Of note, amazingly the blends are different colours that's just crazy obviously they haven't been brewed at the right temp or they would all look the same! Just like pure oil would how strange (op this comments nothing to do with this thread just an observation of utter sh1te someone was spouting on one of my threads before it was closed due to people not been able to read  )


----------



## gymrat2712 (Jan 20, 2012)

Haha nice. Yeah i know a few lads getting good results from the test 400, ive just finished a vial of their tren ace, which was good, all the usual sides. Ive had to switch back to pro chem though because my source didnt have any more in stock when i went to see him!


----------



## gymrat2712 (Jan 20, 2012)

Anyone else?


----------



## trainiac (Sep 5, 2011)

Casablanca is a genuine company. Their products are made in a GMP facility under a private contract.


----------



## crazypaver1 (Nov 23, 2008)

trainiac said:


> Casablanca is a genuine company. Their products are made in a GMP facility under a private contract.


In 10ml vials


----------



## Machette (Oct 29, 2011)

crazypaver1 said:


> In 10ml vials


And tren ace for humans?


----------



## pea head (May 28, 2008)

trainiac said:


> Casablanca is a genuine company. Their products are made in a GMP facility under a private contract.

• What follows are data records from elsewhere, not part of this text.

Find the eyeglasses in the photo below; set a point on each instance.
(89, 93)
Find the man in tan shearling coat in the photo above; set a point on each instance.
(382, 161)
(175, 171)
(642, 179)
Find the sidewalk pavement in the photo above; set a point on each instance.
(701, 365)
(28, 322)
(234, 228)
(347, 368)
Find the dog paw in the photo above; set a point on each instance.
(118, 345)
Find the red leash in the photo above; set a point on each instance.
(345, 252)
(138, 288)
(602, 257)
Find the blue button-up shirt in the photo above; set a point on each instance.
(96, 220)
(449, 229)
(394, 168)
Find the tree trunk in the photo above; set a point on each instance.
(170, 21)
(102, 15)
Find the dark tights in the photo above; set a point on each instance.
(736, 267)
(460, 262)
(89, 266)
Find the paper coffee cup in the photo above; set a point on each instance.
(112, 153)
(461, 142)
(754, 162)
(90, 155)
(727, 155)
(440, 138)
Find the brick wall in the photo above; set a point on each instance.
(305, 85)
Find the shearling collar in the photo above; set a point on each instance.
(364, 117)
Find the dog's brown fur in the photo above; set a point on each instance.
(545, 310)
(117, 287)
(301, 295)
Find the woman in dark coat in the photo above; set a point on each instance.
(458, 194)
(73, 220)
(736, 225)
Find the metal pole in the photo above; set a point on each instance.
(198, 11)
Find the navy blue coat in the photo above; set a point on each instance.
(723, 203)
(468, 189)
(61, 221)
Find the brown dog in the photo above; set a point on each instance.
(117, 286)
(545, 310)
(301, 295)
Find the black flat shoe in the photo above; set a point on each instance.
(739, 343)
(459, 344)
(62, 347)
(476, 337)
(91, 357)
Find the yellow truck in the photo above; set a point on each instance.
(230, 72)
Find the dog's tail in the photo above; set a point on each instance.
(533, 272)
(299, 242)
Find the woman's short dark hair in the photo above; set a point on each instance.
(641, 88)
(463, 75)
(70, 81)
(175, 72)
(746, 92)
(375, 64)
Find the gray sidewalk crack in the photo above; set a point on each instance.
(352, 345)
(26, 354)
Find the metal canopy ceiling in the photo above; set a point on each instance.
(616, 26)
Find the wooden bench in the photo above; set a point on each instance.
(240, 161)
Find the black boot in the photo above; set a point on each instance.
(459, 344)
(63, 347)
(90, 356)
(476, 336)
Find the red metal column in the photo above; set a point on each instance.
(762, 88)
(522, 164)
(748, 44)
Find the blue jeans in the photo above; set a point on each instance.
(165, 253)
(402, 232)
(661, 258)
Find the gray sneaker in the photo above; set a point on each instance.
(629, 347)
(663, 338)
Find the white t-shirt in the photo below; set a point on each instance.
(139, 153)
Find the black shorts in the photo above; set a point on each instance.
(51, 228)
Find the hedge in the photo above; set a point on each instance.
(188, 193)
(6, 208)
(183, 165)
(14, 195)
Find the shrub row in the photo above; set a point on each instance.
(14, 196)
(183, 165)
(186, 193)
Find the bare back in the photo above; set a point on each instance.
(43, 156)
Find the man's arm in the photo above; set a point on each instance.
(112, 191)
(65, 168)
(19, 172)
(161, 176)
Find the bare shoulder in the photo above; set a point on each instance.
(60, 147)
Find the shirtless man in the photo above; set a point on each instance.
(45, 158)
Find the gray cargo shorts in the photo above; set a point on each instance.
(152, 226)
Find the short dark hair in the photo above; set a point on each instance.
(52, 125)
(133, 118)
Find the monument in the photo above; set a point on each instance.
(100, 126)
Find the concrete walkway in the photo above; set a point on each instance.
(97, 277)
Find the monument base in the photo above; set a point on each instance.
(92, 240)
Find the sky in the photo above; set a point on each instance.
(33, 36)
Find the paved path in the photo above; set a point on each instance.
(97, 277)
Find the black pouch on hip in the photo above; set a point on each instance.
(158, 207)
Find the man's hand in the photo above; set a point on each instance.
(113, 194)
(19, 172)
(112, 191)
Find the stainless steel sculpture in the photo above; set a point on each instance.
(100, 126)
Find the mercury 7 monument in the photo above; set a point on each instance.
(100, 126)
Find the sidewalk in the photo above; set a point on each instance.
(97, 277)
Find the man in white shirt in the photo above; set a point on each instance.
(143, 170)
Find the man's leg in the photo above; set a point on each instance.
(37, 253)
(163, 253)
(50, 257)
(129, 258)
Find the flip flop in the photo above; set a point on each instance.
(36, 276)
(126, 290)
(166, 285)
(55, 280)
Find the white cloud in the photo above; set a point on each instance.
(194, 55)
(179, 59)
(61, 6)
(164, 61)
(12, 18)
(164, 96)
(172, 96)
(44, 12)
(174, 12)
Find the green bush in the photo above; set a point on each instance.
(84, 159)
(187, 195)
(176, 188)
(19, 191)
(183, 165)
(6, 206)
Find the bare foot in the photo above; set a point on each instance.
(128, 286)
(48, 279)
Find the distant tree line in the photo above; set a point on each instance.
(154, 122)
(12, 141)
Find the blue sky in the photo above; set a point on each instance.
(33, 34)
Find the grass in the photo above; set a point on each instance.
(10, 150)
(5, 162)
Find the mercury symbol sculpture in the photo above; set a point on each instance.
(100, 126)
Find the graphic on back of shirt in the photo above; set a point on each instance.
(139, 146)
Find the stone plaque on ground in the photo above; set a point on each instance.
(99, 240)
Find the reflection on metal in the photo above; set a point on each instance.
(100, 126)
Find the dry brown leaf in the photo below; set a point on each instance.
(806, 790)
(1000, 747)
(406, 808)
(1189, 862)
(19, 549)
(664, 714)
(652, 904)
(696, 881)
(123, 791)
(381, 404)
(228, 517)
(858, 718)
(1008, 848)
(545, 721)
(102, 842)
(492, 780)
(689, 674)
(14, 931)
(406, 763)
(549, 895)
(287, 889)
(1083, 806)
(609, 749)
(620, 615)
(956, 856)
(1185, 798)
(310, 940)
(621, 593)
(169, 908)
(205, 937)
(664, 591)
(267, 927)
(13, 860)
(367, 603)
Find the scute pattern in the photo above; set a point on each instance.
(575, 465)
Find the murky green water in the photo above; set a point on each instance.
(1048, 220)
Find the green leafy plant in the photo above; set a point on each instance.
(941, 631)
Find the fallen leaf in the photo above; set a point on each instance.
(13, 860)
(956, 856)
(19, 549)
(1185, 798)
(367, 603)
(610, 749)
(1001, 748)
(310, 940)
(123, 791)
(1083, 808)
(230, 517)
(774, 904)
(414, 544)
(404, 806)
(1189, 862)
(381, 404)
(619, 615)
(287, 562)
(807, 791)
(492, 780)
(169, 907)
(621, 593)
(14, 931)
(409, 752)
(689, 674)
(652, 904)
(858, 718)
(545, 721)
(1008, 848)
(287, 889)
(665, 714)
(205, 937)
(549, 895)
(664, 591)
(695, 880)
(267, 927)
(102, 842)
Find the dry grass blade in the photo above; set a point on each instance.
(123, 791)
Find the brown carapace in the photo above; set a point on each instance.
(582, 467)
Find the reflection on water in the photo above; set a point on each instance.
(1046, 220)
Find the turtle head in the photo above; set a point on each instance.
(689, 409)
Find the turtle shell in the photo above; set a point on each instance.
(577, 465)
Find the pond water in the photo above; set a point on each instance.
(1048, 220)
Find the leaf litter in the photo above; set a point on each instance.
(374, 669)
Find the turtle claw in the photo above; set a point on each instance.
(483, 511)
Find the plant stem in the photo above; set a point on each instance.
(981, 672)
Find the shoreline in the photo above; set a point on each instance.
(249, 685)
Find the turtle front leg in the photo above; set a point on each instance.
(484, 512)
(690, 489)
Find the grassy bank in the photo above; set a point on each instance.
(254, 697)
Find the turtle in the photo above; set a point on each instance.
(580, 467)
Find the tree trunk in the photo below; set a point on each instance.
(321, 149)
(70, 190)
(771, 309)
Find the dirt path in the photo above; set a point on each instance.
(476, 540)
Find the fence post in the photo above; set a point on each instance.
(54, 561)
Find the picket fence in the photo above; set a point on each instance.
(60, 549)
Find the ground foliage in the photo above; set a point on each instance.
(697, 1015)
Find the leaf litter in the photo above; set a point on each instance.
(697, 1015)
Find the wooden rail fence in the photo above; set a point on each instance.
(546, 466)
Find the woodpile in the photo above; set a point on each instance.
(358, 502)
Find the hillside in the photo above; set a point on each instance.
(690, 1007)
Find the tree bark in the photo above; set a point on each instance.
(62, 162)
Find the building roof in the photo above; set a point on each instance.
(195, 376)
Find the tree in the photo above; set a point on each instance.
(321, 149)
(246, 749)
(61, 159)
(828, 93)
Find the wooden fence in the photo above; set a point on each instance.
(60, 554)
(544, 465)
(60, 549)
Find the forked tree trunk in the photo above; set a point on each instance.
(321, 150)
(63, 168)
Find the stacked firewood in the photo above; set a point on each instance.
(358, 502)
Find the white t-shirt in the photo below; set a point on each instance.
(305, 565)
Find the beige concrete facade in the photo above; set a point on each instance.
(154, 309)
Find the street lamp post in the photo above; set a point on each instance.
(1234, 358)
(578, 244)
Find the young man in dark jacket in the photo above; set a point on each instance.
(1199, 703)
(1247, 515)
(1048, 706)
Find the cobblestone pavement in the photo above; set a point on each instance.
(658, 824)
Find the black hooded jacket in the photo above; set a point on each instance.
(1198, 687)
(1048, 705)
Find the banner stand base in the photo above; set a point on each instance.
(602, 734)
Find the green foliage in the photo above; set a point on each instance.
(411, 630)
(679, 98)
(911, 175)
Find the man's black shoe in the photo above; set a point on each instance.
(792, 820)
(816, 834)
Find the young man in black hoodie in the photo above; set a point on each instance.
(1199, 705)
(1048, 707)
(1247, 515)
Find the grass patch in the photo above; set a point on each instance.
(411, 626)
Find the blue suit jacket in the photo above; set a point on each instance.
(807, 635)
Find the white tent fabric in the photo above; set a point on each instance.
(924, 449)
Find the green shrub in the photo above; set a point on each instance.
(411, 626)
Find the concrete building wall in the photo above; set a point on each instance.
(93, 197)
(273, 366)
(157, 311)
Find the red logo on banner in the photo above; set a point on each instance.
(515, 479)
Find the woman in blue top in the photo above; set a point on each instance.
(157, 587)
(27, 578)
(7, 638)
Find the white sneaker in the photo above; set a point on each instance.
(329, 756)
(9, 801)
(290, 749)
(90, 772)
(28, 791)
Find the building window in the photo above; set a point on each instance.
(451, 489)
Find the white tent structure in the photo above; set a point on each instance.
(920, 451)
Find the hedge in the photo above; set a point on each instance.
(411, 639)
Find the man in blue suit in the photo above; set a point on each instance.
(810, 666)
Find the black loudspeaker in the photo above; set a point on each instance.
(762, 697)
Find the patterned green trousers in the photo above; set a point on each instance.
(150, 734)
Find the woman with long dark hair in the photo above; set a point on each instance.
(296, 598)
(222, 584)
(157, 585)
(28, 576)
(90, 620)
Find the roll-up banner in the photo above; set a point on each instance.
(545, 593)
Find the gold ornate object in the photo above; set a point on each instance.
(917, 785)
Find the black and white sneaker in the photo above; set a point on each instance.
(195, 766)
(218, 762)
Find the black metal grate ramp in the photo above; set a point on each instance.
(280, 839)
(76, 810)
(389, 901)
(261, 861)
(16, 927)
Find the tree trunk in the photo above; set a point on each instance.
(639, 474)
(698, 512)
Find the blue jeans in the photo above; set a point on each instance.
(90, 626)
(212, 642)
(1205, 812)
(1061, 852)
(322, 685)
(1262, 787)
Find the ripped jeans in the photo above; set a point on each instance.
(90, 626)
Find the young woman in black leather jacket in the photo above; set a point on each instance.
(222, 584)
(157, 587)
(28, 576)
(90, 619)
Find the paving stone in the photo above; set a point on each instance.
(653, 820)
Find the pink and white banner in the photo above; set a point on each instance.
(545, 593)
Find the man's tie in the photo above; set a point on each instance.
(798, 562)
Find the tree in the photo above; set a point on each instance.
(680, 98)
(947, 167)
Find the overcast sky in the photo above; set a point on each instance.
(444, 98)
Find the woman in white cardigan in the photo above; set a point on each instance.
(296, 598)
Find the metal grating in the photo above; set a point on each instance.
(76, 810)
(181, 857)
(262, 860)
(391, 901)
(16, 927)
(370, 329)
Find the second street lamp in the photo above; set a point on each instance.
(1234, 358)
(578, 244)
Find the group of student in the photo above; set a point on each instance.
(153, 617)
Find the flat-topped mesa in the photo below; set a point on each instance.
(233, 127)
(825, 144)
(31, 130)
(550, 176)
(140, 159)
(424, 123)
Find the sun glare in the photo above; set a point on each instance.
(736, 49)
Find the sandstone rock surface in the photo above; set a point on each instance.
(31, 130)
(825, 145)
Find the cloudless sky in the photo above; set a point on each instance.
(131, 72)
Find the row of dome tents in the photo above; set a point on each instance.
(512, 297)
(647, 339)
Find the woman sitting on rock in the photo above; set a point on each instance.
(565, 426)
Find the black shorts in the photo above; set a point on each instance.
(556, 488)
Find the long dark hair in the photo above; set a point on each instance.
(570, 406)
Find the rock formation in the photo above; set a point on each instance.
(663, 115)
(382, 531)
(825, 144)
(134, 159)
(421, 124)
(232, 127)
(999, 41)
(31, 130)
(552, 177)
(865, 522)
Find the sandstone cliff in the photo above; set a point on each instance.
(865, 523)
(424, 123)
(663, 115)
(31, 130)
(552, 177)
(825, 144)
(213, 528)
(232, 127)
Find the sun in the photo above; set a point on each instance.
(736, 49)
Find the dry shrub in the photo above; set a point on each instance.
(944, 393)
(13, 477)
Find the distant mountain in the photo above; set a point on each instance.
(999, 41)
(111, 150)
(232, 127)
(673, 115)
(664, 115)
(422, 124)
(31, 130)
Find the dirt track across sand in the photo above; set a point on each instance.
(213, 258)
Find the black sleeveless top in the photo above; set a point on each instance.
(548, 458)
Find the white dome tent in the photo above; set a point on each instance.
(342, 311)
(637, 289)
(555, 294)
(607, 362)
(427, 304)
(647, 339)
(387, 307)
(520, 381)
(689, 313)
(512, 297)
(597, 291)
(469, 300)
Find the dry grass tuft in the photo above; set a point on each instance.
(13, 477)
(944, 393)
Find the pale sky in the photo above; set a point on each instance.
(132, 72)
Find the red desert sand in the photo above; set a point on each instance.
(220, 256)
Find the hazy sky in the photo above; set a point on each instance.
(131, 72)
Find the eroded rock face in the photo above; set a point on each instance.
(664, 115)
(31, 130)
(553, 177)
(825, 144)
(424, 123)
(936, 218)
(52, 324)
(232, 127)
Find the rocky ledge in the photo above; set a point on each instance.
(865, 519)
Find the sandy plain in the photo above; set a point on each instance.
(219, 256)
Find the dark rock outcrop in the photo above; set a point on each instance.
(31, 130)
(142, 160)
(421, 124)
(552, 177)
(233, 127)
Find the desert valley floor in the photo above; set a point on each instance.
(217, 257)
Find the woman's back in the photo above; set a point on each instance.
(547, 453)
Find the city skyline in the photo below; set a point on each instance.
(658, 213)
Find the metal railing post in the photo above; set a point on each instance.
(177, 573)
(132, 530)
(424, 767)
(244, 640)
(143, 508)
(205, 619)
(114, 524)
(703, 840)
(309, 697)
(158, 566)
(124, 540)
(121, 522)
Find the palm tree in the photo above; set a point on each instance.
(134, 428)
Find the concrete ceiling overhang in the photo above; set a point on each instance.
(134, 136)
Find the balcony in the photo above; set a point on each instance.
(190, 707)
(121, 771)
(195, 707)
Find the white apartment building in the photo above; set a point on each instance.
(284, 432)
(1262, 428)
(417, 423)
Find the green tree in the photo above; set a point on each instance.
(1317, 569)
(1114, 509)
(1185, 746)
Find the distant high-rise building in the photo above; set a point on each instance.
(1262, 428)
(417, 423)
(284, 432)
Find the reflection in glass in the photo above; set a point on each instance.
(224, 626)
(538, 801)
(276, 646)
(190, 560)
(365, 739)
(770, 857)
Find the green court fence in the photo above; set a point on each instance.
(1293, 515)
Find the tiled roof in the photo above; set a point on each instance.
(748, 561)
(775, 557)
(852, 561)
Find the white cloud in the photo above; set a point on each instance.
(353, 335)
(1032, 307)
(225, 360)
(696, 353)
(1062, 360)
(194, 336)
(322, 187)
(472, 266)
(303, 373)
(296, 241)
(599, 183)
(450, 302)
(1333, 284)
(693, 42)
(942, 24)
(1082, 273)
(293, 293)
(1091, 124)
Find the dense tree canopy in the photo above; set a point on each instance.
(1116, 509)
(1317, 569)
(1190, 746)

No they are not im afraid.....dont give out info when you dont know the facts :smartass:


----------



## gymrat2712 (Jan 20, 2012)

Deffo a UGL, has anyone run a course from this lab?


----------



## Machette (Oct 29, 2011)

Im sure casablanca used to make gonadon and cyp in amps a few years back!


----------



## gymrat2712 (Jan 20, 2012)

Yeah i think that lab may have been pharma, this one isnt.


----------



## pea head (May 28, 2008)

Its another lab now relabelled :smartass:


----------



## gymrat2712 (Jan 20, 2012)

?


----------



## jdotelliott (Mar 28, 2013)

hey gys, im uin the t400 2.5m,l per week and the same with the boldenone, also with tri tren ml twice a week and the results r grea im in week 5 and stacked on a **** load of wheight (16kg)


----------



## crazypaver1 (Nov 23, 2008)

pea head said:


> Its another lab now relabelled :smartass:


Any iea what from?


----------



## Guest (Apr 12, 2013)

no idea , tho most company's change names when they develop a bad reputation , theres UGL's on here that have consistent good feedback - imo if you want UGL stick to them and let the others die out.


----------



## SJR17 (Apr 15, 2013)

I also got some casablanca t400, only a week so havent noticed much difference. no pain injecting and very little pain at injection site. has anyone else used their t400? Is there anyway of checking if its legit? I have batch and code No. Thanks


----------



## gymrat2712 (Jan 20, 2012)

SJR17 said:


> I also got some casablanca t400, only a week so havent noticed much difference. no pain injecting and very little pain at injection site. has anyone else used their t400? Is there anyway of checking if its legit? I have batch and code No. Thanks


I shot 2ml of it on friday as ive not used it before. I can definitely feel the prop kicking in


----------



## SJR17 (Apr 15, 2013)

nice one. im taking 1ml mon and 1ml thurs. im going to run it for 10-12 weeks. how far in are you?


----------



## gymrat2712 (Jan 20, 2012)

SJR17 said:


> nice one. im taking 1ml mon and 1ml thurs. im going to run it for 10-12 weeks. how far in are you?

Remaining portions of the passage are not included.